Investors become skeptical of Democratic “sweep”

Investors become skeptical of Democratic


Markets are becoming increasingly skeptical son the possibilities of a “Democratic sweep” in the US elections in November. And that’s bad for almost all asset classes.

When the figures from Democrat Joe Biden in polls, numerous strategists began to talk about the idea of ​​a “blue wave,” in which their party would retain control of the House and win the Senate. That outlook could be favorable for the markets, as a Biden presidency is seen to increase the odds of a new round of fiscal stimulus.

But now analysts say the chances are high that the Senate will remain in Republican hands, making approval of a new flood of cash less likely. A combination of Republicans retaining control of the Senate or having stimulus delayed until after the election will hurt economic growth through the first quarter, according to Bloomberg strategist Vince Cignarella. Add to that the current stalemate on stimulus, which leaves almost no chance of a deal before the election, and is the recipe for a market recession.

Without a fourth fiscal support, it’s all about Democrats sweeping the Senate for a meaningful package. “said Dennis DeBusschere, a strategist at Evercore ISI in New York, referring to a fourth round of stimulus. “With odds of a 57% Senate sweep, anything can happen.”

Monday’s market action looked a lot like a “stimulus trade” reversal betting on a fiscal flood that will lift cyclically-oriented stocks and fuel inflation. The Nasdaq 100 gained 3.1% on Monday, driven by a 6.4% rise from Apple Inc. and a 4.8% rise from Inc. The advance once again outpaced value stocks and equities. Big ones outperformed small ones, while the dollar rose.

At the same time, publicly traded fund Invesco Solar, in a sector that would benefit from a Biden presidency, fell 3.4%. The bond market shows signs of concern over reflation trading bets.

“The moves at Amazon and Apple are huge and have a significant impact on the Nasdaq 100,” DeBusschere said. “And many people pointed out some weird option activities. But do not underestimate the impact of the fiscal collapse in the internal aspects ”.

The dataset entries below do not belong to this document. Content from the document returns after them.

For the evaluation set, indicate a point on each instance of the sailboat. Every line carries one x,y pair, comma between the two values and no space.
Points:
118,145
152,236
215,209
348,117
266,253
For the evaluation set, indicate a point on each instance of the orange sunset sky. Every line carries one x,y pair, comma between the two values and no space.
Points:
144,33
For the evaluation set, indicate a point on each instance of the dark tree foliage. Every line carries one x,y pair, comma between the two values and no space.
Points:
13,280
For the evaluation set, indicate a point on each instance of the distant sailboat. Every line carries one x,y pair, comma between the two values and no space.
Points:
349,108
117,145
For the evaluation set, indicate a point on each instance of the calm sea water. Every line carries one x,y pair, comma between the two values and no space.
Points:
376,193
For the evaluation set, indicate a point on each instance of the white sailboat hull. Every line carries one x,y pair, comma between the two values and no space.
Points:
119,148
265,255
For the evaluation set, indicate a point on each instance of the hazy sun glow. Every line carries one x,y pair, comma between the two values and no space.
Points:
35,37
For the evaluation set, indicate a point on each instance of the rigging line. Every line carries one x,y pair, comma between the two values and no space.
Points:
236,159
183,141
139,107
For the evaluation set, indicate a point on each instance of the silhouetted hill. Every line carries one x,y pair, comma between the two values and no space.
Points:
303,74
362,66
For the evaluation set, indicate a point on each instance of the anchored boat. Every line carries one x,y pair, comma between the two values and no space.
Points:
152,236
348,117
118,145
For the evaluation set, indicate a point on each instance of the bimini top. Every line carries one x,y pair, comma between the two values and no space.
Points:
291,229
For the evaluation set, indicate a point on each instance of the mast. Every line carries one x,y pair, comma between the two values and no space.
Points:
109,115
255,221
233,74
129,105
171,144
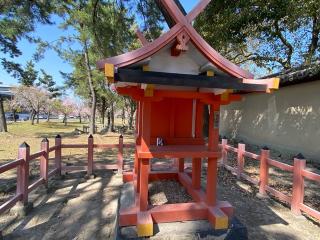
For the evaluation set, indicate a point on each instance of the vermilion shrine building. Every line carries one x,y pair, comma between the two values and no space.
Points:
172,79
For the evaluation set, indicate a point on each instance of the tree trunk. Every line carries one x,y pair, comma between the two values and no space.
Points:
48,117
109,119
3,122
92,91
14,115
112,118
33,116
103,110
206,121
38,112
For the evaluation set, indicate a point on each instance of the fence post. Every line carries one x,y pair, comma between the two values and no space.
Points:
90,155
120,155
298,183
264,171
44,161
57,157
23,177
224,152
240,159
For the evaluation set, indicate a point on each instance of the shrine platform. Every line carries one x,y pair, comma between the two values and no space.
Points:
193,229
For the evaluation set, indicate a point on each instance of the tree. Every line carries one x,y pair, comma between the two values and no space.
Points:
101,30
65,107
46,82
31,98
272,34
29,75
3,122
17,21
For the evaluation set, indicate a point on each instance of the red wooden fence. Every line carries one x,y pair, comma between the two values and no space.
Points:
298,170
24,159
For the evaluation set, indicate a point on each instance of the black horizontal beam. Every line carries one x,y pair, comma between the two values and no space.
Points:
187,80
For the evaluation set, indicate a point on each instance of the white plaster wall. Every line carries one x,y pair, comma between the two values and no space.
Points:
288,119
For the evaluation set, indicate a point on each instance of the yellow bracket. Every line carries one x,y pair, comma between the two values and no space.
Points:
225,96
210,73
109,72
148,92
276,83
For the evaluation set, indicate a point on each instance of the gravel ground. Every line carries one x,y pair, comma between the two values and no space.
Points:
165,192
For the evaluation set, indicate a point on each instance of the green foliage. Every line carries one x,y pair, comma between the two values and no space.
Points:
271,34
46,81
29,75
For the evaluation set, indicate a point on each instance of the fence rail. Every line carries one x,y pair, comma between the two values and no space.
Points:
24,158
298,170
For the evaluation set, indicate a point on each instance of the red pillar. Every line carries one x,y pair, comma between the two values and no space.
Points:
298,184
146,124
120,155
144,181
23,172
212,162
144,164
224,152
57,157
90,155
264,170
240,159
196,173
181,164
44,161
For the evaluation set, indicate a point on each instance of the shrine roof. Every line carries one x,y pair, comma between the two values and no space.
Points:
181,31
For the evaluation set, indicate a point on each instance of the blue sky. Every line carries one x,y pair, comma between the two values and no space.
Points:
51,62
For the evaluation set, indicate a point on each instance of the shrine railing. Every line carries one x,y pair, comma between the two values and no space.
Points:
25,158
296,201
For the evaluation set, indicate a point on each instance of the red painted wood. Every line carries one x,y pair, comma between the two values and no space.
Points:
211,189
36,184
197,10
282,166
240,159
143,196
196,173
312,212
44,161
224,151
57,154
23,173
141,37
36,155
251,155
10,203
10,165
298,185
197,195
178,151
179,212
310,175
146,126
264,171
278,194
74,145
90,155
120,155
181,164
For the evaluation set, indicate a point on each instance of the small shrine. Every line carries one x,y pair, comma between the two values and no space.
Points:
172,79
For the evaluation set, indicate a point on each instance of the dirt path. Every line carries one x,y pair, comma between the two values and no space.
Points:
76,209
265,219
86,209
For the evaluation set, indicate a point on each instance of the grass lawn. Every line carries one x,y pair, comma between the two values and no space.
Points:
20,132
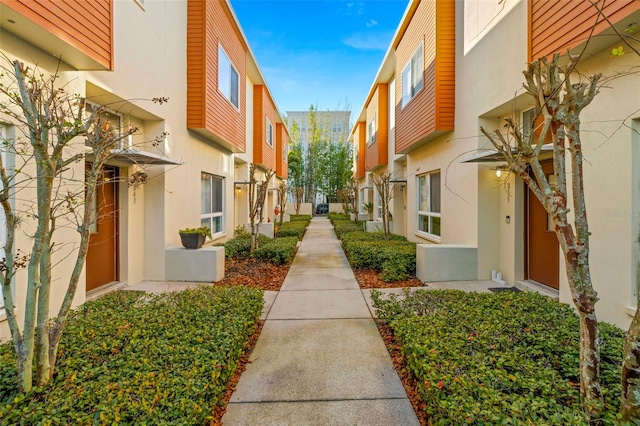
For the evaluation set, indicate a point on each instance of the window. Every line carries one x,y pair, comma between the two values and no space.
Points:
429,217
412,76
228,78
110,120
269,132
212,200
371,131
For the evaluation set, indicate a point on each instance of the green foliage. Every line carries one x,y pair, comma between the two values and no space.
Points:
277,251
132,358
396,258
498,358
292,229
302,217
203,230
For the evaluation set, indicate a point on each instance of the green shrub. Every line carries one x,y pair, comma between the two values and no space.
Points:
277,251
133,358
292,229
498,358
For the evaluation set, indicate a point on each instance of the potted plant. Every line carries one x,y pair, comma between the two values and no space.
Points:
193,238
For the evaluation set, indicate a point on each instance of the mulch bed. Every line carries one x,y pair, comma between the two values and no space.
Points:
254,273
369,278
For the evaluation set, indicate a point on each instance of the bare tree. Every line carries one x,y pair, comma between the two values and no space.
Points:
560,101
282,197
385,187
51,120
257,195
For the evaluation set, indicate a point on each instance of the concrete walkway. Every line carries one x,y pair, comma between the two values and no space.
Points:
319,359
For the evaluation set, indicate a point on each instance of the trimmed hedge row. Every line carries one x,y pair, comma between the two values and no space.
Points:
498,358
277,251
132,358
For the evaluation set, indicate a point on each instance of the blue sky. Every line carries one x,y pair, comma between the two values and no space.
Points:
324,53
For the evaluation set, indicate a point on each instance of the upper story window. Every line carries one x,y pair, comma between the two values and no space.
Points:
429,216
269,132
228,78
412,76
371,131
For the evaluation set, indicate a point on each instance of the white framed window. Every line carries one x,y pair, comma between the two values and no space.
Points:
212,202
228,78
371,130
412,76
429,214
269,133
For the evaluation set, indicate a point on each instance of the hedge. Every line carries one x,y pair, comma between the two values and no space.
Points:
498,358
277,251
134,358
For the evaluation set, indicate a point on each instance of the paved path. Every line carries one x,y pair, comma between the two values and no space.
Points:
319,359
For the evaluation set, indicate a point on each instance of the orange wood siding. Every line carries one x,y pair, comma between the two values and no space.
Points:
555,26
359,138
85,25
209,25
431,111
282,144
263,108
378,152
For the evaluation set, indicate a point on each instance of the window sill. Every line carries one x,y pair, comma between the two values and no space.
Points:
431,238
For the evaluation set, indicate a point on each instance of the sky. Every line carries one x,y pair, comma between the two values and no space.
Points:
324,53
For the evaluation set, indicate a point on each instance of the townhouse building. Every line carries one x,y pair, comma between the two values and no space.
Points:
187,164
454,66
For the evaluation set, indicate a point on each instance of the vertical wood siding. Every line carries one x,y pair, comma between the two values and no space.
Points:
210,24
359,138
432,109
555,26
85,25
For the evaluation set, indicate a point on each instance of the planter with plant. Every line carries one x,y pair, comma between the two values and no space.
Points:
193,238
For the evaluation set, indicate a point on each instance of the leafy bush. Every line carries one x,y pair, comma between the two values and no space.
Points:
277,251
498,358
396,258
292,229
342,227
132,358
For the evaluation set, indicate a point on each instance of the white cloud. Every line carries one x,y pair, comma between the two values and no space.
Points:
369,41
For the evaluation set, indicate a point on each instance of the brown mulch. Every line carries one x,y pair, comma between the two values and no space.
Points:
254,273
369,278
399,364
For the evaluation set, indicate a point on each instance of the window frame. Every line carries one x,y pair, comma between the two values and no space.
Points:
232,69
408,70
269,132
209,217
371,130
430,214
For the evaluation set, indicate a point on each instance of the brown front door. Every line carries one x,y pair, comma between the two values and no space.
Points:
102,256
542,259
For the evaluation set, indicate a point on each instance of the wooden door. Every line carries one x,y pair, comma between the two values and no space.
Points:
102,257
543,251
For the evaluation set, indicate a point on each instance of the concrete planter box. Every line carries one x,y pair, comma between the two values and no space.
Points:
446,262
205,264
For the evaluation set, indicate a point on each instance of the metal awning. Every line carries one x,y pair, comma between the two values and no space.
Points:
129,156
492,155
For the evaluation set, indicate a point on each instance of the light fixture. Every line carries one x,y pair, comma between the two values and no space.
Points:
500,169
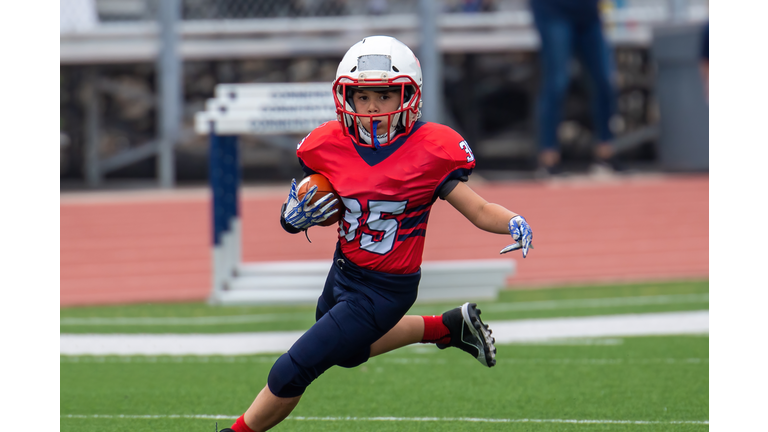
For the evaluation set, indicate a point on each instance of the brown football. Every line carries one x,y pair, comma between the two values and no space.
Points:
324,188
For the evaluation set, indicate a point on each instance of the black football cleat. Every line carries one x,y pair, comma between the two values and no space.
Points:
470,334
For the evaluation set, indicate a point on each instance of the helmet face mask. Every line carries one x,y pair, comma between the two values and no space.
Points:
378,63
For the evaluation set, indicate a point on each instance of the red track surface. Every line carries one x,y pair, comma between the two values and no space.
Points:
155,246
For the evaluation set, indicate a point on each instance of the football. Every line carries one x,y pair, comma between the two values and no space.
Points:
323,188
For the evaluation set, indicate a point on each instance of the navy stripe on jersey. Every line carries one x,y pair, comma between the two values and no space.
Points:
307,170
413,221
418,209
461,174
373,156
415,233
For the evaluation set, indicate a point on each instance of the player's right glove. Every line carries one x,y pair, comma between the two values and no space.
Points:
302,215
521,233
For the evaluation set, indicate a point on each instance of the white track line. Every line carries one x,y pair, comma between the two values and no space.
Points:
496,307
386,359
395,419
669,323
598,303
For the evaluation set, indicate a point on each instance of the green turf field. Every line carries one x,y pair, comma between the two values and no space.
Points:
609,384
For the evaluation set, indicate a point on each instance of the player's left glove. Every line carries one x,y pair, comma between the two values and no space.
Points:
302,215
521,233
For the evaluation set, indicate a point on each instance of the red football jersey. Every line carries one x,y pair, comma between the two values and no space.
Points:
388,192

Not everyone is worried. RBC economists Tom Porcelli and Jacob Oubina have said they are not sure further stimulus is necessary, an idea backed by Morgan Stanley strategists, including Mike Wilson.

“While the additional fiscal support would likely help growth and inflation over the next 12 months, we believe it is important to recognize that a strong macro recovery is already underway,” the strategists wrote on Monday. “Also, this recovery has accelerated without additional fiscal support that most (including ourselves) think would come a month ago.”

Still, everyone from JPMorgan Chase & Co. to Credit Suisse Group AG has pointed to the possible pro-market effects of a democratic sweep that boosts markets.